BRIEF DESCRIPTION OF THE FIGURES

[0026] FIG. 1 is a schematic structural diagram of a vanadium flow battery management system according to an embodiment of the present invention;

[0027] FIG. 2 is a schematic diagram showing the operation of a full vanadium flow energy storage battery (VFB);

[0028] FIG. 3 is a circuit diagram of a signal acquisition circuit and a main control unit;

[0029] FIG. 4 is a circuit diagram of a power conversion circuit;

[0030] FIG. 5 is a schematic circuit diagram of a protection circuit;

[0031] FIG. 6 is a circuit diagram of the relay control module;

[0032] FIG. 7 is a flow chart of start-stop control of the full vanadium flow battery circulation pump.

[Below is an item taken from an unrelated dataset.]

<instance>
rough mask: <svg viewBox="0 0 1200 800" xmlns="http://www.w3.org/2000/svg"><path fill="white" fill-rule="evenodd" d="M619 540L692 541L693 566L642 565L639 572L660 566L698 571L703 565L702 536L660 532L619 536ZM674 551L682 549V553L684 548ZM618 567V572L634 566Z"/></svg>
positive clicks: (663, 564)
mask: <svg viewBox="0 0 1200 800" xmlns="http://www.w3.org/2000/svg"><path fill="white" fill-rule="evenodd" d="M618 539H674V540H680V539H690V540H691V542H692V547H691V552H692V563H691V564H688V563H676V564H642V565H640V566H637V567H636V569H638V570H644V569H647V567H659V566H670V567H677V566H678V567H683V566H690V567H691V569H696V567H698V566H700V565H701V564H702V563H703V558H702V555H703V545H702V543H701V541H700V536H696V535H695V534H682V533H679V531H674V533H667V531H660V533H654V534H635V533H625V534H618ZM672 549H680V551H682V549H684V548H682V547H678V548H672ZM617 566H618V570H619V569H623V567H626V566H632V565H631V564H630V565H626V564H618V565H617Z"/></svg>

In the figure, 1 is a stack, 2 is a positive electrolyte, 3 is a negative electrolyte, 4 is a positive pump, and 5 is a negative pump.

DESCRIPTION OF THE INVENTION

[0033] Preferred embodiments of the invention will now be described with reference to the accompanying drawings and non-limiting examples.

[0034] In order to make that object, technical solution and advantages of the embodiment of the present invention more clear, the technical solution in the embodiments of the present invention will be clearly and completely described below, obviously, The described embodiments are part of and not all of the embodiments of the present invention; based on the embodiments of the present invention, All other embodiments obtained by those of ordinary skill in the art without creative labor are within the scope of the present invention.

[0035] As shown in FIG. 1, an embodiment of the present invention provides a full vanadium flow battery management system, Including main control unit, signal acquisition circuit, power conversion circuit, spare lithium battery, inverter, relay control module, display module, optical fiber communication module and fault alarm module.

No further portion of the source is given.